James A. Rosenthal (1996), in Qualitative Descriptors of Strength
of Association and Effect Size, Journal of Social Service Research. He indirectly cites Fleiss (1994):
Fleiss (1994) contends that the odds ratio is the preferred measure of
effect size for dichotomous variables. Unlike the phi coefficient, it
is not affected by the proportions in the sample that comprise the
categories of the independent variable (Fleiss).
Rosenthal proceeds by giving the example of a situation where two hypothetical interventions are tested on young people to prevent delinquent offenses, at two different occasions with different sample sizes. Here are two tables to visualize the hypothetical situations he suggests (he doesn't use tables in the paper, he simply describes the situation inline):
Table 1
|
did not commit delinquent offense |
committed delinquent offenses |
intervention A |
90 |
10 |
intervention B |
50 |
50 |
Table 2
|
did not commit delinquent offense |
committed delinquent offenses |
intervention A |
180 |
20 |
intervention B |
10 |
10 |
He explains that the phi coefficient may lead to an incorrect conclusion. Namely, that the difference of effectiveness between interventions A and B in the first table might look more important than between A and B in the second table, as the $\phi$ coefficient is 0.436 vs. 0.335. But if you look at the row-wise percentages, this conclusion would be highly disputable. This problem does not arise with the odds ratio, which is the same in both tables (9).
In Effect Sizes for Research, Robert J. Grissom and John J. Kim, while they raise criticism against the odds ratio, also argue that (p. 250):
A phi arising from another study of the same two dichotomous
variables, but using a sampling method other than naturalistic
sampling, would not be comparable to a phi based on naturalistic
sampling; that is, the value of phi can vary across studies using
different sampling methods to study the same pair of dichotomous
variables.
They proceed by also explaining the limitations of $\phi$ relative to the possibility of attaining its minimal or maximal values (besides the Grissom and Kim's book, looking for "phi maximum value" in a specialized search engine should return a couple of relevant papers; otherwise, see the Davenport and El-Sanhurry's paper mentioned in the references below).
Grissom and Kim's recommendation for choosing an effect size for 2x2 tables can be found p.281 of their book (bold is mine):
In the case of naturalistic sampling, in which a given number of
participants is categorized with respect to two truly dichotomous
variables in a 2 × 2 table, possibly appropriate measures of effect
size in the population are the phi coefficient, relative risk, and the odds ratio
[...]
When participants have been randomly assigned into two treatment groups that are to be classified into a 2 × 2 table, appropriate measures of effect size are the population risk difference, relative risk, and (possibly) odds ratio.
References
Davenport, E. C., & El-Sanhurry, N. A. (1991).

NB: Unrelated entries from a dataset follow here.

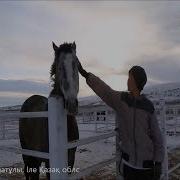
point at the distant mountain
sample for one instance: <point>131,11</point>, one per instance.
<point>164,90</point>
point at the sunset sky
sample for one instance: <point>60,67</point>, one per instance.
<point>110,38</point>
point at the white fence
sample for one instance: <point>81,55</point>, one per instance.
<point>58,141</point>
<point>58,144</point>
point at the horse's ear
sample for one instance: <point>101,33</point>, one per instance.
<point>74,45</point>
<point>54,46</point>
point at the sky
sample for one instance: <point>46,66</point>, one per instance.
<point>111,37</point>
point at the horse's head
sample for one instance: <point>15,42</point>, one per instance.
<point>64,73</point>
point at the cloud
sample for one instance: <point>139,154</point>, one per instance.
<point>23,86</point>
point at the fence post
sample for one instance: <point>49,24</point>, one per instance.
<point>57,123</point>
<point>163,119</point>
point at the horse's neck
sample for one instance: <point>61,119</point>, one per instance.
<point>56,91</point>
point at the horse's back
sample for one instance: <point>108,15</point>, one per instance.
<point>33,132</point>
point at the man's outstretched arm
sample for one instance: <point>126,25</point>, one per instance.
<point>111,97</point>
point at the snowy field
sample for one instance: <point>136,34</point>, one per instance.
<point>86,155</point>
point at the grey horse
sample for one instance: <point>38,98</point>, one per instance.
<point>33,132</point>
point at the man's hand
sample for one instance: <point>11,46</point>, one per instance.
<point>83,72</point>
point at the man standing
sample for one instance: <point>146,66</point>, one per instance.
<point>141,140</point>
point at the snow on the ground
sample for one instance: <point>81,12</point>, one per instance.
<point>86,155</point>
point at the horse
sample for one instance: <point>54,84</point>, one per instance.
<point>33,132</point>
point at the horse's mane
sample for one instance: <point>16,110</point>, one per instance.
<point>66,48</point>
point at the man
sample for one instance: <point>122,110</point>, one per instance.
<point>141,140</point>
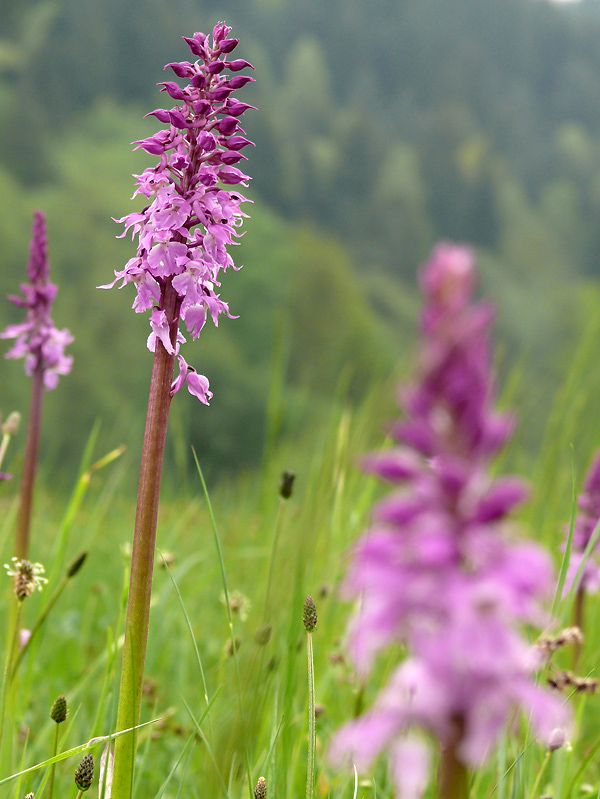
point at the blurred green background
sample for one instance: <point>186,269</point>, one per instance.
<point>383,126</point>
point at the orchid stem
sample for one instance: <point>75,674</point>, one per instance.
<point>142,563</point>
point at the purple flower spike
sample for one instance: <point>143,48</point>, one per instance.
<point>435,572</point>
<point>194,213</point>
<point>37,339</point>
<point>588,516</point>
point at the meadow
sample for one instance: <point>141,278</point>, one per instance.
<point>233,568</point>
<point>282,621</point>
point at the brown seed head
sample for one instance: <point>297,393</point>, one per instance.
<point>310,614</point>
<point>84,773</point>
<point>260,789</point>
<point>286,484</point>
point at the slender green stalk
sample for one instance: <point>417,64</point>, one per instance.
<point>578,621</point>
<point>142,559</point>
<point>30,459</point>
<point>309,619</point>
<point>53,766</point>
<point>15,619</point>
<point>310,770</point>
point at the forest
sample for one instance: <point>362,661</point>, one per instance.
<point>382,128</point>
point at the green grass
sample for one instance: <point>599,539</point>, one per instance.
<point>225,719</point>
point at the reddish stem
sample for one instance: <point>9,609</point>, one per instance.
<point>454,777</point>
<point>142,559</point>
<point>30,460</point>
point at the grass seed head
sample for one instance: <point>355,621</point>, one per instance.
<point>260,789</point>
<point>286,485</point>
<point>59,710</point>
<point>310,614</point>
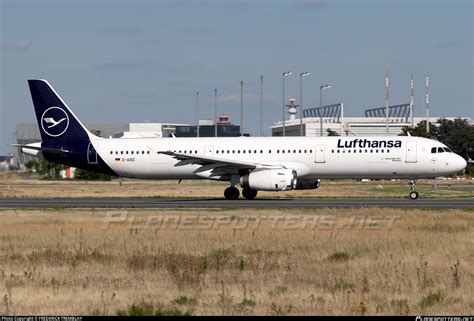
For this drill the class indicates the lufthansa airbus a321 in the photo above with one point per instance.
(254, 163)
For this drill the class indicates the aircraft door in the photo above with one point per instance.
(91, 154)
(411, 152)
(319, 154)
(209, 151)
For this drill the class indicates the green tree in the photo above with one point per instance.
(458, 134)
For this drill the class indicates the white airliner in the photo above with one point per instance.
(254, 163)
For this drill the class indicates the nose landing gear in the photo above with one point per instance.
(413, 192)
(231, 193)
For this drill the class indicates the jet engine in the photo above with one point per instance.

Phi/phimax: Review and synthesis. Educational and Psychological Measurement, 51(4), 821–828. https://doi.org/10.1177/001316449105100403
Fleiss, J. L. (1994). Measures of effect size for categorical data. In H. Cooper & L. V. Hedges (Eds.), The handbook of research synthesis (pp. 245–260). Russell Sage Foundation.
Grissom, R. J., & Kim, J. J. (2012). Effect sizes for research: Univariate and multivariate applications (2nd ed.). Routledge.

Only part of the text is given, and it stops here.